Denkwürdiger Jahrgang in Württemberg

WÜRTTEMBERG

Pünktlich zum Finale der Turbo-Traubenlese, die bei den Lauffener Weingärtnern am 12. Oktober mit Cabernet-Sorten zu Ende geht, wagte der Baden-Württembergische Genossenschaftsverband (BWGV) eine erste Herbstbilanz 2023. Von einem „denkwürdigen“ Jahrgang und nachdenklich stimmenden Wirtschaftsdaten sprachen allen voran BWGV-Präsident Roman Glaser, der Lauffener WG-Chef Dietrich Rembold sowie Uwe Kämpfer als Vorstandvorsitzender der Württembergischen Weingärtner Zentralgenossenschaft (WZG).
Destillation in Württemberg?
Für die 31 Württemberger Winzergenossenschaften, die zwei Drittel des 11. 300 ha umfassenden Anbaugebiets abdecken, beträgt die Ausbeute des 2023er Jahrgangs 64 Mio. l gegenüber 73 Mio. l im Vorjahr. Dies entspricht einem Hektarertrag von 88 hl, gesetzlich erlaubt wären bis zu 110 l. Hochgerechnet dürfte es also insgesamt 97 Mio. l 2023er Württemberger geben: 20 % weniger als die hohen Erwartungen vor Lesebeginn Anfang September. Wie Kämpfer sagte, überlege die WZG deshalb auch noch, ob sie Wein der Destillation zuführen wolle. „Vor der Lese hätte ich noch gesagt: Ja. Aber nun wägen wir noch ab.“ Wobei hierfür sowieso nur kleine Menge in Frage kämen, „also gewiss keine fünf Millionen Liter“.
Schuld am Schwund sei – neben kleineren Hitzeschäden und teils größeren Mehltau-Ausfällen – vor allem die Fäulnis, die die Wengerter während der Lese schwer zu schaffen machte. Nach dem großen Juli- und August-Regen mit jeweils rund 100 l/m2 hätten sich die prallen Beeren bei kompakten Trauben gegenseitig zum Platzen gebracht. Deshalb sei eine selektive, aber auch schelle Lese angesagt gewesen. „Normalerweise rechnen wir mit 30 Lesetagen, diesmal waren es nur 20“, berichtete Rembold, der sich bei den Kollegen ausdrücklich für deren „Lesedisziplin“ bedankte.
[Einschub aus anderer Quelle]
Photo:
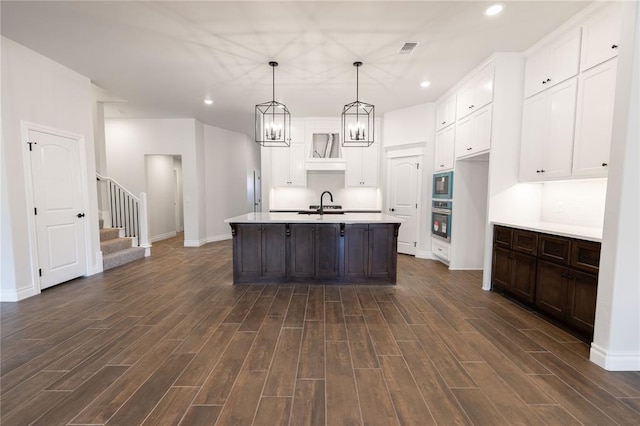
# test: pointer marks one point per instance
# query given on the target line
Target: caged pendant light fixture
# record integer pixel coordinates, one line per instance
(273, 120)
(358, 120)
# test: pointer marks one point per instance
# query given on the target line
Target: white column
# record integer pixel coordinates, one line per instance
(616, 342)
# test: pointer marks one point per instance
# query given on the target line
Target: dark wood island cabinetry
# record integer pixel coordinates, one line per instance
(315, 249)
(556, 275)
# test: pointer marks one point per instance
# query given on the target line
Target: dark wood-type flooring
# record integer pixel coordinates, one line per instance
(168, 340)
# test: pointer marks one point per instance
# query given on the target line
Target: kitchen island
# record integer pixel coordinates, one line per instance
(347, 248)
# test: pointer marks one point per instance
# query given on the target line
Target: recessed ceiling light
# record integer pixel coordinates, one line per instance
(494, 10)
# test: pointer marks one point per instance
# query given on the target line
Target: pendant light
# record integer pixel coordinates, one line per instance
(358, 120)
(273, 119)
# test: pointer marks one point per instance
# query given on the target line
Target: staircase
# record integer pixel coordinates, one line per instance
(128, 237)
(117, 250)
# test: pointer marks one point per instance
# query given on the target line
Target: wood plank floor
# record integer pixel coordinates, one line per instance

Nur so habe man gesundes Lesegut ernten können. Mancherorts seien sogar ganze Vollernter- Ladungen an der Kelter abgewiesen worden, hieß es am Rande.
Marktsorgen und steigende Kosten
Große Sorgen bereitet den Wengertern die aktuelle Marktlage. So ist der Absatz der Württemberger Winzergenossenschaften im ersten Halbjahr 2023 im Vergleich zum Vorjahreszeitraum um 15,7 % auf 26,2 Mio. l Wein und Sekt gesunken, der Umsatz auf 83,1 Mio. € (-10,6 %). Glaser und Kämpfer führen dies vor allem auf die hohe Inflation und allgemeine Preissteigerungen zurück, wodurch die Verbraucher „sehr preisbewusst agieren“. Im Gesamtjahr 2022 hatten die heimischen WGs 65,2 Mio. l Wein und Sekt verkauft und damit etwa soviel wie im Vorjahr, während der Umsatz um 2,2 % auf 201,8 Mio. € gesunken war. „Gefährlich“ ist für Roman Glaser, dass die Schere zwischen steigenden Produktionskosten und sinkenden Erlösen weiter auseinandergehe. So seien mit dem Ukraine-Krieg die Kosten für Energie, Verpackung Glas, Logistik sowie Dünger und Pflanzenschutzmittel „explodiert“. Auch die Erhöhung des Mindestlohns wirke sich gerade in einem Jahr mit aufwendiger Arbeit im Weinberg stark aus. „Doch der Preis für eine Flasche Württemberger spiegelt dies alles nicht wider“, betonte Glaser. Umso irritierender sei es, dass der LEH aktuell fordere, die „moderaten Preiserhöhungen“ des Vorjahres zurückzunehmen. Glaser: „Der Handel darf nicht seine Marktmacht ausnutzen und die heimische Weinwirtschaft gegen internationale Konkurrenz ausspielen. Das ist auch nicht im Sinne unserer Verbraucher, die im Regal regional erzeugte Weine finden wollen.“ Angaben zum Traubengeld wollte keiner der drei machen. Vor zehn bis 15 Jahren lag der Württemberger-Schnitt hier noch bei 12.500 €/ha, heute seien es „teils viel weniger als 10.000“ und damit auf einem historischen Tief, sagen Branchenkenner.